Uncategorized

https://www.us-cert.gov/ncas/current-activity/2019/03/19/Microsoft-Ending-Support-Windows-7

All software products have a life-cycle. After January 14, 2020, Microsoft will no longer provide security updates or support for PCs running the Windows 7 operating system. After this date, this product will no longer receive free:

•         Technical support for any issues
•         Software updates
•         Security updates or fixes

Computers running the Windows 7 operating system will continue to work even after support ends. However, using unsupported software may increase the risks from viruses and other security threats.

The Cybersecurity and Infrastructure Security Agency (CISA) encourages users and administrators to upgrade to a currently supported operating system. For more information, see the Microsoft End of Support FAQ.

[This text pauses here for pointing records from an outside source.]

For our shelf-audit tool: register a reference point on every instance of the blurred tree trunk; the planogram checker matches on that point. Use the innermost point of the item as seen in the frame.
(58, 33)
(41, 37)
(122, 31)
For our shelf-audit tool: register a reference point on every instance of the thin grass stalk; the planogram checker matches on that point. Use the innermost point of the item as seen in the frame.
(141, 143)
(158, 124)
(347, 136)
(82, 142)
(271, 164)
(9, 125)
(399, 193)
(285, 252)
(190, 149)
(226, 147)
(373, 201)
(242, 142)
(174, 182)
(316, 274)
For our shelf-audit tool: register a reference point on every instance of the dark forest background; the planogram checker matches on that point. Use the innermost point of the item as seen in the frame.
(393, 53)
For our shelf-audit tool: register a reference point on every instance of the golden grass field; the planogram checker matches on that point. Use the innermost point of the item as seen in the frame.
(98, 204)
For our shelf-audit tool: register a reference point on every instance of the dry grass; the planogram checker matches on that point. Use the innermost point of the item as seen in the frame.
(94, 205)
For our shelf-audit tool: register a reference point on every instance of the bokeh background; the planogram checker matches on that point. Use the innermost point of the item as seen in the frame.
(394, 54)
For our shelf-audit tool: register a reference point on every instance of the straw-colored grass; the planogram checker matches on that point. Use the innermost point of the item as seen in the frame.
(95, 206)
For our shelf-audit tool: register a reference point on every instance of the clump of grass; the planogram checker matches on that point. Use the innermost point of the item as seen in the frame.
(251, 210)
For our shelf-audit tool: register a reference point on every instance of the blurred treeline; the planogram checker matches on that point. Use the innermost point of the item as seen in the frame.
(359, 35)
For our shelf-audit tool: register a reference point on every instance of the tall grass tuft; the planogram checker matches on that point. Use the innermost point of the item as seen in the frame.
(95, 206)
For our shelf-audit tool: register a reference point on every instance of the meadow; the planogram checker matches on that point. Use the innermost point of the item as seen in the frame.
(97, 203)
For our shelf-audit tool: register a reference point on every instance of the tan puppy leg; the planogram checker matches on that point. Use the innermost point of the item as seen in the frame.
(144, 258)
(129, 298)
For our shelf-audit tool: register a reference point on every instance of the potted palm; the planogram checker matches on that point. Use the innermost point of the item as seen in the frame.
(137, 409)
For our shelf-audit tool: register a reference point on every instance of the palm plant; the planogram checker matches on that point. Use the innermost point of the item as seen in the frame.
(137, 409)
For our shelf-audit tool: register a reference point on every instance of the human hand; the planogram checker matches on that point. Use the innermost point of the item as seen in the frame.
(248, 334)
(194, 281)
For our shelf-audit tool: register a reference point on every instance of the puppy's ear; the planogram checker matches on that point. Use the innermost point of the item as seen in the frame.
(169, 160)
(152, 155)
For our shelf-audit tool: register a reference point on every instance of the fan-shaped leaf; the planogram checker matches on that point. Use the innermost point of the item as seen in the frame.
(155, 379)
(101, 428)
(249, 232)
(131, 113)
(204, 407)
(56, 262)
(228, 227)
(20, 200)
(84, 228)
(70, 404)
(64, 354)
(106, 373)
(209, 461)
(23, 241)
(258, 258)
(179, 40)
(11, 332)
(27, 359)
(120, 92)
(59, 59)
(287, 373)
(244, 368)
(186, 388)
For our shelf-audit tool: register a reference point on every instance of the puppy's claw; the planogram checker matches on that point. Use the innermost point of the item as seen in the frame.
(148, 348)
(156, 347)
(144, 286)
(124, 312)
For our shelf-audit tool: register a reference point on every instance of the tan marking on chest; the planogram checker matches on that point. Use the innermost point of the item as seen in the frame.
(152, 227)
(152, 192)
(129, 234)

https://redmondmag.com/articles/2019/03/13/windows-7-support-notices.aspx

Microsoft plans to issue regular notices starting next month that will inform Windows 7 Service Pack 1 (SP1) users that the operating system will reach its end-of-support phase on Jan. 14, 2020.    These notices will be sent as a “courtesy reminder” to users and will recur “a handful of times in 2019,” unless the end users selects an option to not get notified again, according to a Tuesday announcement by Matt Barlow, corporate vice president for Windows. Microsoft did a similar thing years ago when Windows XP was nearing its end-of-support phase.   End of support means that Microsoft will no longer issue security updates for the 10-year-old Windows 7. It would be a potential security risk for individuals and organizations to continue to run that OS unpatched.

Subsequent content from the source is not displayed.